Engere Zusammenarbeit zwischen Maschinenherstellern und Automatisierern Mechatronik erfordert Umdenken beim Engineering

IT und Automatisierungstechnik gewinnen einen immer größeren Anteil an den Herstellkosten von Maschinen, während der Anteil der Mechanik sinkt. Die Maschinen entwickeln sich also verstärkt zu mechatronischen Gesamtsystemen, was ihr Engineering und die entsprechenden Engineering-Tools immer komplexer macht.
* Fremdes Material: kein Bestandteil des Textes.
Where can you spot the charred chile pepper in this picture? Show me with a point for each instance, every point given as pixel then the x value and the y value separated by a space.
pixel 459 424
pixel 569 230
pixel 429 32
Automatisierungstechnik-Anbieter müssen sich darauf einstellen und mit möglichst bedienerfreundlichen Tools die Komplexität verringern.

Nach einer vor kurzem veröffentlichten Trendstudie des VDMA ersetzen IT und Automatisierungstechnik zunehmend bisher rein mechanisch realisierte Funktionen von Maschinen und Anlagen. Schon heute entfallen durchschnittlich rund 30 Prozent der Herstellkosten von Maschinenbauprodukten auf IT und Automatisierungstechnik - bei der letzten Erhebung 2008 hatten Software, IT-Hardware und Elektrotechnik nur einen Anteil von 27 Prozent. Der Anteil der mechanischen Komponenten sank dagegen im selben Zeitraum von 73 auf 70 Prozent. An der im Januar/Februar durchgeführten Befragung beteiligten sich 202 Mitgliedsunternehmen.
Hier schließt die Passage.